The trial Court, therefore, had the jurisdiction to inquire into the age of respondent 1 and for that purpose take such evidence as may be necessary and record a finding whether respondent 1 was a juvenile or not at the time of commission of the offence. 16…………………………………………….. 17……………………………………………. 18. This Court has held in Ravinder Singh Gorkhi Vs.
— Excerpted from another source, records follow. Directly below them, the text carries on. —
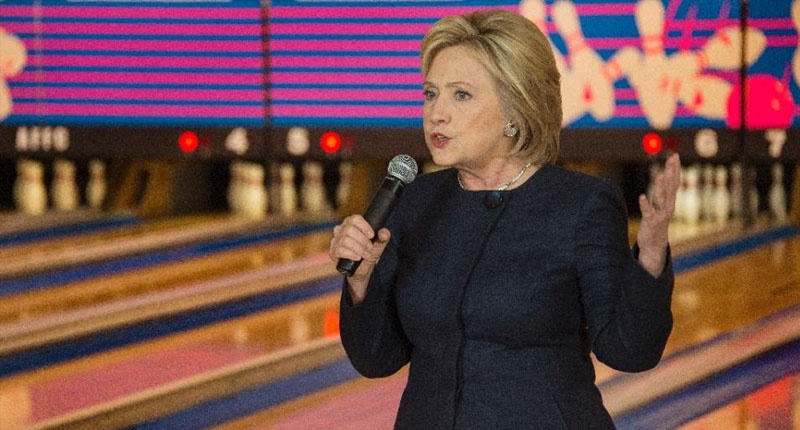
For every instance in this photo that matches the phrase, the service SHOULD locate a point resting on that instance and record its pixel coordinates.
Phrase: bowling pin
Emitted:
(649, 73)
(12, 60)
(287, 200)
(314, 197)
(691, 196)
(344, 187)
(707, 193)
(585, 88)
(96, 186)
(706, 96)
(30, 193)
(64, 190)
(252, 196)
(233, 195)
(721, 196)
(680, 197)
(723, 50)
(737, 191)
(777, 194)
(536, 12)
(796, 57)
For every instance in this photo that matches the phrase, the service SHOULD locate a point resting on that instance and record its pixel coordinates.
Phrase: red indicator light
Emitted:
(188, 141)
(330, 325)
(651, 143)
(330, 142)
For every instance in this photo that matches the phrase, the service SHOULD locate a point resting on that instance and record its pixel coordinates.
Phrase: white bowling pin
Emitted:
(707, 193)
(777, 194)
(691, 196)
(288, 193)
(233, 195)
(252, 195)
(64, 190)
(315, 200)
(721, 196)
(96, 185)
(29, 190)
(345, 184)
(737, 191)
(680, 197)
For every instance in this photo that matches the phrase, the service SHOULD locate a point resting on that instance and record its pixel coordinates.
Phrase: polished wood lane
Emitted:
(709, 301)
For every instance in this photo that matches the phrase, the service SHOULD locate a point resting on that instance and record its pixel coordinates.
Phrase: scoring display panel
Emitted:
(130, 77)
(137, 67)
(626, 65)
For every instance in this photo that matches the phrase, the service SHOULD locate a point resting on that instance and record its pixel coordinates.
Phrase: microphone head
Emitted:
(403, 167)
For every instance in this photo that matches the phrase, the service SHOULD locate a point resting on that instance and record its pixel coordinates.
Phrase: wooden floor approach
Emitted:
(290, 325)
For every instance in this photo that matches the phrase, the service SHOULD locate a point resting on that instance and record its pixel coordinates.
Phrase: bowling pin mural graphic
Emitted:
(12, 60)
(693, 77)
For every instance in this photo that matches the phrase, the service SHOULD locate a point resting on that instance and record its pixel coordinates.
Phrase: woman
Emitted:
(495, 278)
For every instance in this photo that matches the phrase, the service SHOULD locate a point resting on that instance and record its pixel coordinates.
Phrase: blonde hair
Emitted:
(520, 60)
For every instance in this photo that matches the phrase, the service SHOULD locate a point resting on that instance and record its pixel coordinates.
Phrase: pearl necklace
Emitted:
(501, 187)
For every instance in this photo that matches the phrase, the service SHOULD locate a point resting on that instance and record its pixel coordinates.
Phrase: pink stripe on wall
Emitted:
(346, 78)
(182, 29)
(149, 110)
(346, 111)
(344, 45)
(603, 9)
(783, 41)
(123, 77)
(323, 61)
(83, 45)
(92, 12)
(346, 94)
(373, 12)
(341, 28)
(146, 61)
(17, 27)
(172, 94)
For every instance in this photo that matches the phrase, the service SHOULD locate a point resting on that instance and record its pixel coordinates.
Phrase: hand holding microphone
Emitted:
(352, 236)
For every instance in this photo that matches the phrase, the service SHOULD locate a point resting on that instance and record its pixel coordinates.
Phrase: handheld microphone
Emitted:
(401, 171)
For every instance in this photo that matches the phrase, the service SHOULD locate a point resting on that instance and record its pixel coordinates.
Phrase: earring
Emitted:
(510, 130)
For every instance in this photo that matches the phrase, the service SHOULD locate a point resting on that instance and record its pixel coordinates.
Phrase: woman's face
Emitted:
(462, 115)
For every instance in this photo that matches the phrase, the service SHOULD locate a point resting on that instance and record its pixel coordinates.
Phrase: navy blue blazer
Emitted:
(497, 305)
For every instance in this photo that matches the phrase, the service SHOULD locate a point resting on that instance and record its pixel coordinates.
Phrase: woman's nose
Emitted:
(436, 111)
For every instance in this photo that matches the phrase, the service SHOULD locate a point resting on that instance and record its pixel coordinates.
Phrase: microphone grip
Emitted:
(376, 215)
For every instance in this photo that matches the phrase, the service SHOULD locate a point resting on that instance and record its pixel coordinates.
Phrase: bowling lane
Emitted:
(710, 300)
(90, 246)
(119, 286)
(46, 315)
(131, 373)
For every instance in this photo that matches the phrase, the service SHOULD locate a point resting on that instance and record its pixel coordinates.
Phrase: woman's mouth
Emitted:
(439, 140)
State of U.P. (2006) 5 SCC 584 that in case of a dispute with regard to the age of the person who is alleged to have committed the offence, the Court has to appreciate the evidence having regard to the facts and circumstances of the case and it will be the duty of the court to accord the benefit to a juvenile, provided he is found to be a juvenile and not to give the same benefit to a person who, in fact, is not a juvenile and case injustice to the victim. 19.Again, in Jyoti Prakash Rai Vs. State of Bihar, (2008) 15 SCC 223, this Court has held that in the absence of any evidence which is relevant under Section 35 of the Evidence Act, the age of a person who has committed the offence must be determined keeping in view the factual matrix involved in each case.” (PP 761 & 762) In these circumstances, order Annexure:P-5 is quashed and set aside. A direction is issued to the learned Court that the age of the petitioner herein shall be determined afresh in accordance with law. If it is found that he is a juvenile on the date of the commission of the offence, obviously he will be entitled to the protection of Juvenile Justice Act. The petition is disposed of. There shall be no order as to costs.